The Tel Aviv District Court ruled that the work on Yeshivat Beit Medrash Elyon in Bnei Brak will continue. Justice Yehudis Stuffman rejected the petition filed to halt the work and ruled, “I believed that the petition should be rejected out of hand because of the significant delay in submitting it”.
When the work began, a resident of the city, who lives in an apartment located 100 meters northeast of the plot in question, arrived at the municipality to find out the legal source for the work, where she was told that a permit had been issued under the law. The neighbor then petitioned the court against the Ministry of the Interior, the District Planning and Building Committee, the Bnei Brak Local Committee and the Supreme Beit Midrash, demanding that the work on the lot be halted, seeking to prevent the yeshiva from moving in next door.

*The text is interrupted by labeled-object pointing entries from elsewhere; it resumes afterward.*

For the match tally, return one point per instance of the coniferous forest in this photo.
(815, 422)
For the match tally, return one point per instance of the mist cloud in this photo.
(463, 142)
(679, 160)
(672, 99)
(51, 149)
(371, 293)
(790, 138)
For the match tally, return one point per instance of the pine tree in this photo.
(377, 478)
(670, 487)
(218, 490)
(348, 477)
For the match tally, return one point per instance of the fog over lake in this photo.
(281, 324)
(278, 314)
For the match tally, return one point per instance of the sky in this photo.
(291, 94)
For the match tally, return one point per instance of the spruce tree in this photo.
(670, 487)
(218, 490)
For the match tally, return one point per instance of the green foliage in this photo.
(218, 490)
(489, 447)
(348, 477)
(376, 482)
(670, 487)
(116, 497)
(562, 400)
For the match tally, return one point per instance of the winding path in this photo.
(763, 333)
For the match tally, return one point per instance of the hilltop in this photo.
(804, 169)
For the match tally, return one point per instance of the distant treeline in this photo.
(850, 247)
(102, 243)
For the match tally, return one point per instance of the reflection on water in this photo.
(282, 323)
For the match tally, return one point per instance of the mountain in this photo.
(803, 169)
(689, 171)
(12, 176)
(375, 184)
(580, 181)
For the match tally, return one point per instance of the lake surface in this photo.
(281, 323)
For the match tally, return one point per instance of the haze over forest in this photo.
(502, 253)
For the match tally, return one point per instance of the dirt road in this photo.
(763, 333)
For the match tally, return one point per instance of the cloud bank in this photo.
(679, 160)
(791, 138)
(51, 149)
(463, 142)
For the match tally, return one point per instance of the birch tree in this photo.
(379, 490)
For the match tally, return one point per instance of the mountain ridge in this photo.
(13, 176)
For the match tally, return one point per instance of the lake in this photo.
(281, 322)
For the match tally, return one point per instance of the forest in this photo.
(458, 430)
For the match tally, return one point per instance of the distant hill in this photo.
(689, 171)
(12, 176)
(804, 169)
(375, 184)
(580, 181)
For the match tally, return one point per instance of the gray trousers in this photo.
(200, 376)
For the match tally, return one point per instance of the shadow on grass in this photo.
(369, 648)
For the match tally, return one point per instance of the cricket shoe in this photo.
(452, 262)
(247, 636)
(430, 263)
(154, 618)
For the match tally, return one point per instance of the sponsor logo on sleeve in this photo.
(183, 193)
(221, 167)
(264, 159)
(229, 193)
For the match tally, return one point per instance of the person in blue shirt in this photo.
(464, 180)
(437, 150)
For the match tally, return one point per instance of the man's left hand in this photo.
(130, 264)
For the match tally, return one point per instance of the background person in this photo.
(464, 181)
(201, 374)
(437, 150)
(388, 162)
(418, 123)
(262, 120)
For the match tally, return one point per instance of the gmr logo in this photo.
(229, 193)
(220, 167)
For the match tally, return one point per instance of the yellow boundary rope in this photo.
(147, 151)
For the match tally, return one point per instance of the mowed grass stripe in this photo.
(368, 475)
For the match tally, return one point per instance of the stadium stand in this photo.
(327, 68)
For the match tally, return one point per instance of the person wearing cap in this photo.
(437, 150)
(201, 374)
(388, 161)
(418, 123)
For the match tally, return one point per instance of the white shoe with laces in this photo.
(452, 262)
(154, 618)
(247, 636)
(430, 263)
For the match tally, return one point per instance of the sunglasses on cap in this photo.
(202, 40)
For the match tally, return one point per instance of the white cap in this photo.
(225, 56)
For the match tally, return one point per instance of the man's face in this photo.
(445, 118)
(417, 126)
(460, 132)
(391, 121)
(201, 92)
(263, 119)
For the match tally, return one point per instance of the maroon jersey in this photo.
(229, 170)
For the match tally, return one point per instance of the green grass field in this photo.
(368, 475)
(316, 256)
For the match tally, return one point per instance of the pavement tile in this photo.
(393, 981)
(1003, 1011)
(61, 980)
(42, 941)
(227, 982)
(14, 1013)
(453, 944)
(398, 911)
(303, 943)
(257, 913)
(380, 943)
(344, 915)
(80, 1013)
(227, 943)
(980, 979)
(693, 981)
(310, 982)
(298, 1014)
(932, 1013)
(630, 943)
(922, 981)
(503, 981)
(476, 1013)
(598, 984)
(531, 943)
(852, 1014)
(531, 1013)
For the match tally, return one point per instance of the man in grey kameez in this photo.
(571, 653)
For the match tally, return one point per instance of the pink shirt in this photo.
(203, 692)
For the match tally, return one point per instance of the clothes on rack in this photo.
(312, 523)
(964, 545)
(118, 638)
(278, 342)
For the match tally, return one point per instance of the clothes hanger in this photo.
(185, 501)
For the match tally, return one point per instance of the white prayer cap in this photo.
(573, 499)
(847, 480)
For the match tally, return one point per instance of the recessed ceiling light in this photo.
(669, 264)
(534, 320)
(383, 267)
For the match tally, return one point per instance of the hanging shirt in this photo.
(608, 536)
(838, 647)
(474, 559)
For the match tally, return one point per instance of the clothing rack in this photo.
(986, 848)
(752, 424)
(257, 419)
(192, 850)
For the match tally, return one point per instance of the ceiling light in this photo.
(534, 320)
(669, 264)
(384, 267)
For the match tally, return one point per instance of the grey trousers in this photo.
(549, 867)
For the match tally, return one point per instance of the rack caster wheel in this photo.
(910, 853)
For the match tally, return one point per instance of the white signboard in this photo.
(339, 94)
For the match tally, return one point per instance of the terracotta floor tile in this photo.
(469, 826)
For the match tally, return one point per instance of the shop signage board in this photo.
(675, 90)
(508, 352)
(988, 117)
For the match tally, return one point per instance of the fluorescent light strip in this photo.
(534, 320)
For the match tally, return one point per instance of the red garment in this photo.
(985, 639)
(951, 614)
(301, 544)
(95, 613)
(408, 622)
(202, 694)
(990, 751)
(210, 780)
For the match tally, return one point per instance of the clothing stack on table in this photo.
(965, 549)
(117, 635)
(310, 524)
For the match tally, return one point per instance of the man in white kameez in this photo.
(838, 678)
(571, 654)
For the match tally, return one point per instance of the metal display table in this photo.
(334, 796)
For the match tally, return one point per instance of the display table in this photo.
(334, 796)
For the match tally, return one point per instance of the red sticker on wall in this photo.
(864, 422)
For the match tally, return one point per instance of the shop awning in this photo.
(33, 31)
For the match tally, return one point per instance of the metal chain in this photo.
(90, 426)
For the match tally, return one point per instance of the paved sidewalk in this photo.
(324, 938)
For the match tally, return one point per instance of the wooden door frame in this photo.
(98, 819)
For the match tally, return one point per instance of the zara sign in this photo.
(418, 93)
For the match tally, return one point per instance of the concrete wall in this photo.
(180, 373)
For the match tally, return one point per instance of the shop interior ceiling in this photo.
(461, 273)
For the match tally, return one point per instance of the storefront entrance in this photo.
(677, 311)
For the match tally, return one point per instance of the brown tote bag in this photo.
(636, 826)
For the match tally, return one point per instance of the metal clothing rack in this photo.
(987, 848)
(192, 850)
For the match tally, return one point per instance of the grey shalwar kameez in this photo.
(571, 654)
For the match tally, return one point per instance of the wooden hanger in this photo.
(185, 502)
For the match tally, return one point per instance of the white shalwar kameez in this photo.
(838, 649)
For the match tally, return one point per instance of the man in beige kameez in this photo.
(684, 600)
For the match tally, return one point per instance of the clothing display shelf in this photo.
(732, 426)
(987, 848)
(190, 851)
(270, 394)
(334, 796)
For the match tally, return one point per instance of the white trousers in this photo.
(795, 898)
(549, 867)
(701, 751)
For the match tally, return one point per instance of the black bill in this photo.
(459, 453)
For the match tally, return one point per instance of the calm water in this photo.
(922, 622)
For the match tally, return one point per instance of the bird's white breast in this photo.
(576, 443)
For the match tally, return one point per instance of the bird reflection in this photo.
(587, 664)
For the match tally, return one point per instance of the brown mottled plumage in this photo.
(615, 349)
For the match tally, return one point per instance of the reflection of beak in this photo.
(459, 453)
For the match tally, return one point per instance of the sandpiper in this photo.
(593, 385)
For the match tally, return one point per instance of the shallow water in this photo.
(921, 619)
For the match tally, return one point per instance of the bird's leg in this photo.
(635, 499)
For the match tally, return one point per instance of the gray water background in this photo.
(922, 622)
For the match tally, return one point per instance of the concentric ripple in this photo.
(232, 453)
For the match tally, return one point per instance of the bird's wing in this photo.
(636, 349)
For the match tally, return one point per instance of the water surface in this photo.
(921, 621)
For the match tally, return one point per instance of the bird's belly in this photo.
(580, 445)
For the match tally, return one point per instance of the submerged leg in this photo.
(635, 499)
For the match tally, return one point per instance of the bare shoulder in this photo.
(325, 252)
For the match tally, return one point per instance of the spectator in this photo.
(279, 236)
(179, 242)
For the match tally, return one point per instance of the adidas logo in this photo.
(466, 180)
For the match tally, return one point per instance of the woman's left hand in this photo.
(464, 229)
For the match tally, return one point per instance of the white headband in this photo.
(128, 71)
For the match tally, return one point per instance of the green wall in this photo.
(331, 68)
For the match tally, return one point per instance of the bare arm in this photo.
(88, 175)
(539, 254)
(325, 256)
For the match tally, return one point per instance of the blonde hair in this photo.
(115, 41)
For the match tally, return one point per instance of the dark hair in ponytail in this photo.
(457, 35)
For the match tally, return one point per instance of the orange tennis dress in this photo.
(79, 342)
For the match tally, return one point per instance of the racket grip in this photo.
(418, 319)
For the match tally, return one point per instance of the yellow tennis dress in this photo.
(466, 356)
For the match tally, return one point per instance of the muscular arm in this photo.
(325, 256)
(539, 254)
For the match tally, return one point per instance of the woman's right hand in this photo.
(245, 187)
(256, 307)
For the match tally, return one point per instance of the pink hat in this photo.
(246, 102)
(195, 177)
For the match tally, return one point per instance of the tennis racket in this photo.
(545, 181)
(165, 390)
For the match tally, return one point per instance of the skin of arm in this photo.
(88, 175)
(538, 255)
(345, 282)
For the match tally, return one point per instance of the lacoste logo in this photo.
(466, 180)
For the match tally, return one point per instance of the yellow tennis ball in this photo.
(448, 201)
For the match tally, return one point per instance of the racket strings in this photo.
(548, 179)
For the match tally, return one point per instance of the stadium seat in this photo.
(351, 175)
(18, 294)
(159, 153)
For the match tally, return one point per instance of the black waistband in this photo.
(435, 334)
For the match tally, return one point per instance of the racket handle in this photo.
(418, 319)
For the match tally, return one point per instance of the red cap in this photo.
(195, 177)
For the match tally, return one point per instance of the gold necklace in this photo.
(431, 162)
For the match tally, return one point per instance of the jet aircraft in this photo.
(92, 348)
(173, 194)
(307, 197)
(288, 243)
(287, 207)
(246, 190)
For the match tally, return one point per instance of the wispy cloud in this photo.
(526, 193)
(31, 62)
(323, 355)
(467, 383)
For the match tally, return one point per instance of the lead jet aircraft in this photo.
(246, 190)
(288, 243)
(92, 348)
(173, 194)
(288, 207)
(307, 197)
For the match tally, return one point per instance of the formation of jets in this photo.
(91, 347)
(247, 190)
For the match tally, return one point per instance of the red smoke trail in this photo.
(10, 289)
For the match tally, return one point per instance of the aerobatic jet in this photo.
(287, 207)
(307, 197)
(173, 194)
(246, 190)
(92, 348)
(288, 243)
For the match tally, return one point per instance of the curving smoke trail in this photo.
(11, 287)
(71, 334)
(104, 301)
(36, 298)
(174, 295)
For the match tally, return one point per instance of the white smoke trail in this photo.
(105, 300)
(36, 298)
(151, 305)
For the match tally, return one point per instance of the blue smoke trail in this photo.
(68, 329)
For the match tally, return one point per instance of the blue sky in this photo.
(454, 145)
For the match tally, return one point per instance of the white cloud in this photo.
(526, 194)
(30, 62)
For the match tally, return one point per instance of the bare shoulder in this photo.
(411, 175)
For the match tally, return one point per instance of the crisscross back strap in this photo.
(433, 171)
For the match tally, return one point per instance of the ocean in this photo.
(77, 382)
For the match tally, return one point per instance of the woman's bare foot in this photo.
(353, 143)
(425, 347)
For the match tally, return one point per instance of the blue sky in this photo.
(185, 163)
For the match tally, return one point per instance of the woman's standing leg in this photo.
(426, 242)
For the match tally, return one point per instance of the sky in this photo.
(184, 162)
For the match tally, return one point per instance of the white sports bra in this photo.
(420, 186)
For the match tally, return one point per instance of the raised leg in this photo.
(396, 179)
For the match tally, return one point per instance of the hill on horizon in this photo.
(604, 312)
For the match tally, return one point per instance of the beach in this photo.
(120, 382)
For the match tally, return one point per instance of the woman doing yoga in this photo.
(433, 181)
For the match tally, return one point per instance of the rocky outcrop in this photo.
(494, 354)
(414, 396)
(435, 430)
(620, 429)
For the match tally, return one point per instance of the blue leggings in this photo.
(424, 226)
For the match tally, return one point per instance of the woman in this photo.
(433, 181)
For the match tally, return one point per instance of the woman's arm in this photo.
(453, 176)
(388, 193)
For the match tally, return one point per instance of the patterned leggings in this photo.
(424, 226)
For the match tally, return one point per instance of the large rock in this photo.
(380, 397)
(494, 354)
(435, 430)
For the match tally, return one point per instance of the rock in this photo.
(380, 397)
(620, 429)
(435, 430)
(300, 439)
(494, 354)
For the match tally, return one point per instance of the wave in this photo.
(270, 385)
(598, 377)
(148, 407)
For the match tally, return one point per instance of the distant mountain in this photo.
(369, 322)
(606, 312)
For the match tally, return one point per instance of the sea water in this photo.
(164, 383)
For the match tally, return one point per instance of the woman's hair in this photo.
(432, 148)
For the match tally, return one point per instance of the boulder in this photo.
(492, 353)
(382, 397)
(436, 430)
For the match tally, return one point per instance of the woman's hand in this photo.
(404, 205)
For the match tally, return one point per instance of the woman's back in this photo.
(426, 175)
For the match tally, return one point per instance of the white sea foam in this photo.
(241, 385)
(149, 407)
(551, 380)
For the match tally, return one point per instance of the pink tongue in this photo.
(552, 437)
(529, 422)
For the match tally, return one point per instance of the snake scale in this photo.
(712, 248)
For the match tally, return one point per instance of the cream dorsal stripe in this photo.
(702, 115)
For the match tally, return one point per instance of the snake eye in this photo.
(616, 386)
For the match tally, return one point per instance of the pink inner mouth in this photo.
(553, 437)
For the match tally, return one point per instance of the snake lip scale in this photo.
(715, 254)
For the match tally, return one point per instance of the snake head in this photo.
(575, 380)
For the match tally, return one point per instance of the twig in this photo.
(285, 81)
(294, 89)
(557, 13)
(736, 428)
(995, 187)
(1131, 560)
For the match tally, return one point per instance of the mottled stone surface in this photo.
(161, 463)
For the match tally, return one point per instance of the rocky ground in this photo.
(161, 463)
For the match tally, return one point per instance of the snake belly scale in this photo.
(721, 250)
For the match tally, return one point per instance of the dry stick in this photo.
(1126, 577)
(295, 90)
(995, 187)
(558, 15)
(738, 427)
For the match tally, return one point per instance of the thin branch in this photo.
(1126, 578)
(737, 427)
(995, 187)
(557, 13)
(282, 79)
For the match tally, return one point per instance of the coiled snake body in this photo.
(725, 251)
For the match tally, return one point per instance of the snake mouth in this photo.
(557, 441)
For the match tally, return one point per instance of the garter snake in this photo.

The local committee of Bnei Brak argued, represented by Attorney Ariel Junger of the office of Ron Gazit Rotenberg, that the plan was accepted and published lawfully, and therefore “there is no substance in the petitioner’s claim of serious harm to the rule of law.”
They also claimed that there was objective delay, economic damage due to a halt to construction and the demolition of the existing building. “On the other hand, the neighbor argued that” the claim of delay should not be accepted because it did not know of the intention to establish a yeshiva on the plot of land.”
After many hearings in the appeals committees and the various courts, the District Court, sitting as the Court for Administrative Affairs, decided to reject the petition.